# What lenght should i use/cut



## Tandrax (May 19, 2013)

hi guys

i bought a ss from oetzi the other day and its very nice. i want to attach flatbands to it, so i bought 1m of TheraBand Gold. but now that i have it i dont know what to do. i want a powerfoul ss that can shoot far and hit hard.

should i use double bands ( two instead of one) , and if so how should i attach them to the pouch?? when i use single bands or swingle ruber tubes i use the constrictor knot with latex string from paracord or some other heavy duty string.

my other question is how long should i cut the bands ?? 15,20, 25 cm ???

i use metric sistem cuz its standard in my country


----------



## e~shot (Jun 3, 2010)

Few links for you hope these will help 

01

02

03


----------



## treefork (Feb 1, 2010)

Learn to shoot first.

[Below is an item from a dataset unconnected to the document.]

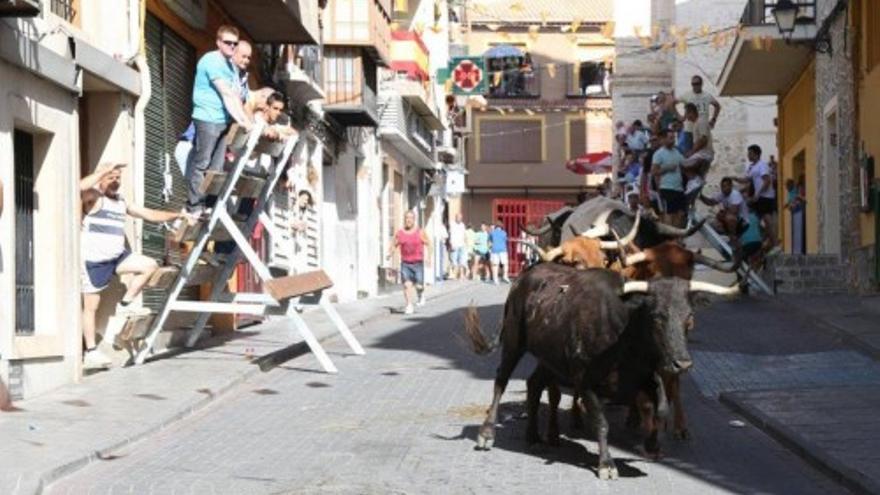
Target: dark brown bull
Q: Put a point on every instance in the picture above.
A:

Then go for more power. Power is useless unless you can place the shot where you want it!


----------



## Tandrax (May 19, 2013)

whoa thanx e-shot

@freerofk

i have some skill @ shooting  i just want to try this kind of setup to see how it goes

i think ill use 2 tapered therabands. i got the fork attachment figured out, i just need to find out how to attach the double band to the pouch.

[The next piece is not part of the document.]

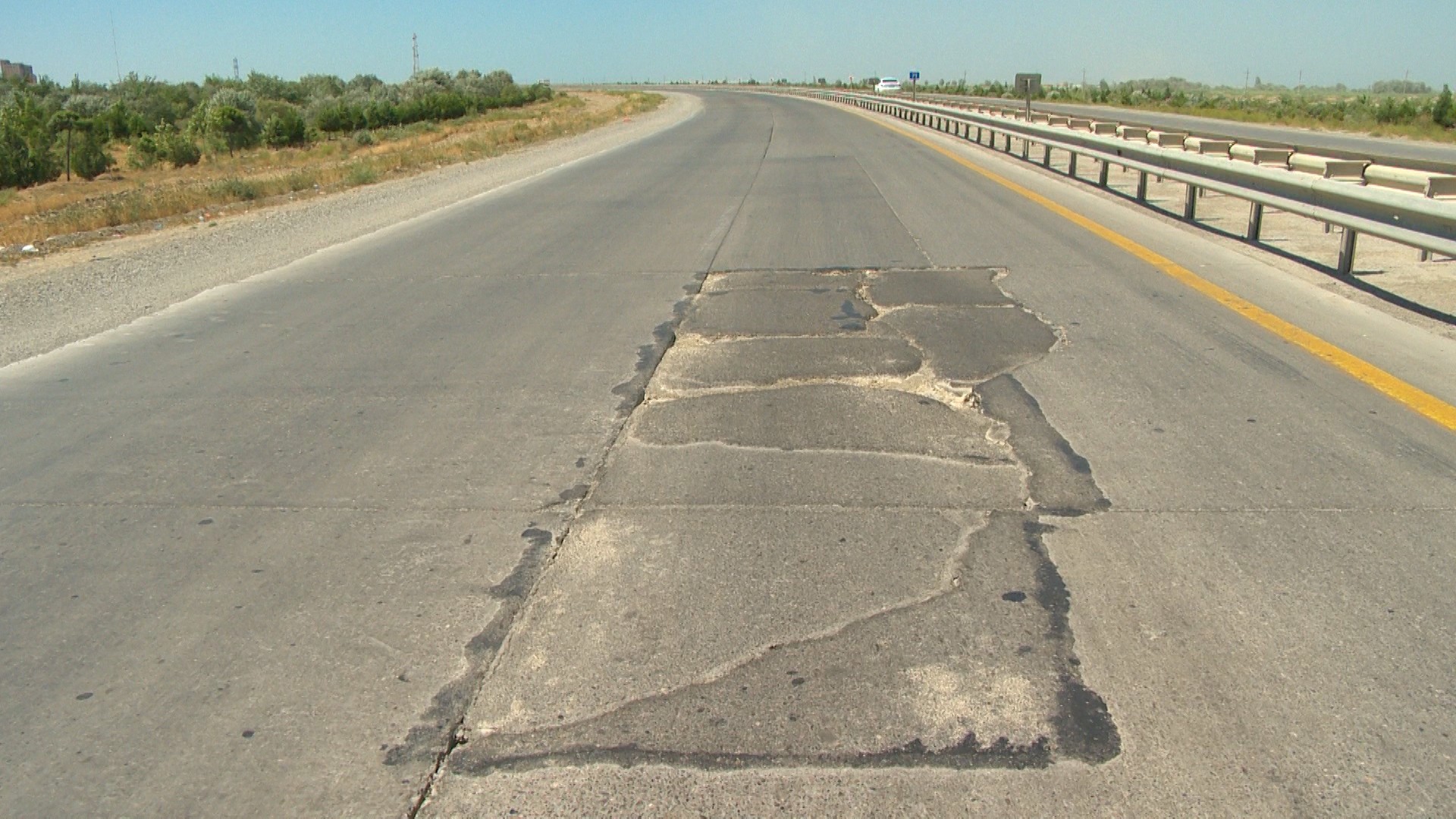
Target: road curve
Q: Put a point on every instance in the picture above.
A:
(935, 503)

should i use the same constrictor knot method as when i attach a single band to the pouch ???


----------



## trobbie66 (May 13, 2012)

Tandrax said:


> whoa thanx e-shot
> 
> @freerofk
> 
> ...


YES but make sure you pre stretch the rubber before you cinch up the knot


----------



## ruthiexxxx (Sep 15, 2012)

I often use the knotted string method, wrapping the double bands round the knot as if it was a tube and then securing with strips of TBG...works very well. For width my fave is double 30mm TBG. Wider than that gets messy I think.


----------



## Tandrax (May 19, 2013)

hmm options :

1. pre stretched constrictor knot

or

2. ruthies method ( is there a link or pictures for this ?? ))


----------



## trobbie66 (May 13, 2012)

Tandrax said:


> hmm options :
> 
> 1. pre stretched constrictor knot
> 
> ...


If you don't pre stretch at the tie point it will affect band life


----------



## Tandrax (May 19, 2013)

ok so i prestretch the bands at the pouch.

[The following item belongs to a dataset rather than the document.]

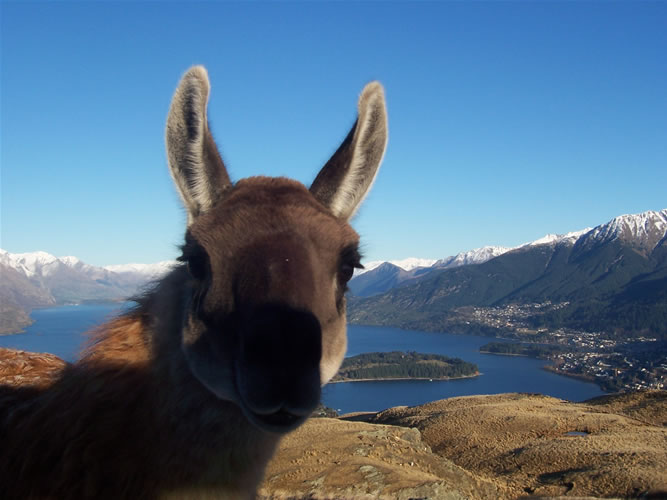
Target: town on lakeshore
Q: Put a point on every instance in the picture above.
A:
(615, 363)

do i prestretch them at the fork also <???


----------



## trobbie66 (May 13, 2012)

Tandrax said:


> ok so i prestretch the bands at the pouch.
> 
> do i prestretch them at the fork also <???


Not necessary wrap n tuck with rubber has never let me down.


----------



## reset (Apr 13, 2013)

Rule of thumb i learnt from Charles. Divide 5 into your draw length and set bands/tubes to that result for static length. That gets you in the ball park without over stressing the rubber. Works for me.


----------



## ruthiexxxx (Sep 15, 2012)

Tandrax said:


> hmm options :
> 
> 1. pre stretched constrictor knot
> or
> 2. ruthies method ( is there a link or pictures for this ?? ))


I think it was Hrawk who told me about this technique...and it has been a valuable one whether with tube or flats. I can't remember what it is called. Has anyone a photo guide to it?


----------



## Berkshire bred (Mar 4, 2012)

depends on what length you draw is and how long you want your bands to last. I prefer double flat bands as to singles, all depends on what you want it for and what ammunition you are going to be shooting.


----------



## Dr J (Apr 22, 2013)

Charles has information on this, so do others, in the long run it comes down to personal choice, compounded by a whole number of variables!


----------



## Charles (Aug 26, 2010)

You would do well to consult this link:

http://www.slingshotchannel.com/band_calc.html

While not the final answer (only you can provide that!) it will get you started.

Cheers ...... Charles


----------



## halbart (Jan 23, 2013)

trobbie66 said:


> Tandrax said:
> 
> 
> > ok so i prestretch the bands at the pouch.
> ...


Nor I, but I think I have had band breakage at the pouch by overtightening constrictor knots. the rubber ties are maybe easier on the bands and I've now gone back to this method. H.


----------